A partir da perspectiva da psicologia fenomenológica, que nos convida a olhar para as experiências tal como são vividas, sem pré-julgamentos, essa inversão nos provoca. O que está se revelando nessa cena em que a criança, ainda em processo de constituição de si, é chamada a lidar com o excesso de estímulos digitais, responsabilidades emocionais e autonomia precoce? Enquanto isso, o adulto, muitas vezes ferido em suas experiências relacionais, busca numa boneca o vínculo que o mundo real não sustentou.
A criança com o celular na mão não apenas br**ca — ela se desconecta da presença do outro, perde-se em um mundo onde tudo responde aos seus comandos, diferentemente da complexidade das relações humanas. Já o adulto que cuida de um bebê artificial talvez esteja dizendo, silenciosamente, que há uma carência não elaborada, uma ferida não acolhida, uma experiência de maternidade ou paternidade que ficou apenas no desejo, ou foi atravessada por frustrações profundas.
Ambos os fenômenos, apesar de aparentemente distantes, apontam para uma crise no modo como experienciamos os vínculos, o tempo e a afetividade.

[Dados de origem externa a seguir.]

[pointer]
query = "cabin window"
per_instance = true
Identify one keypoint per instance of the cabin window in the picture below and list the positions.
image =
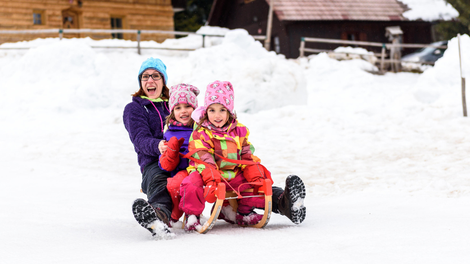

A criança não vive mais o tédio criativo da infância, nem o corpo em movimento livre. O adulto não sustenta mais o peso de suas dores e desejos no campo real da vida, preferindo simulações que o protejam do fracasso da relação autêntica.
O que essa inversão de papéis diz sobre nossa forma de existir? Quando a infância precisa amadurecer antes do tempo e a adultez se refugia na fantasia da inocência perdida, talvez seja hora de perguntar: quem está cuidando de quem — e quem está sendo verdadeiramente visto?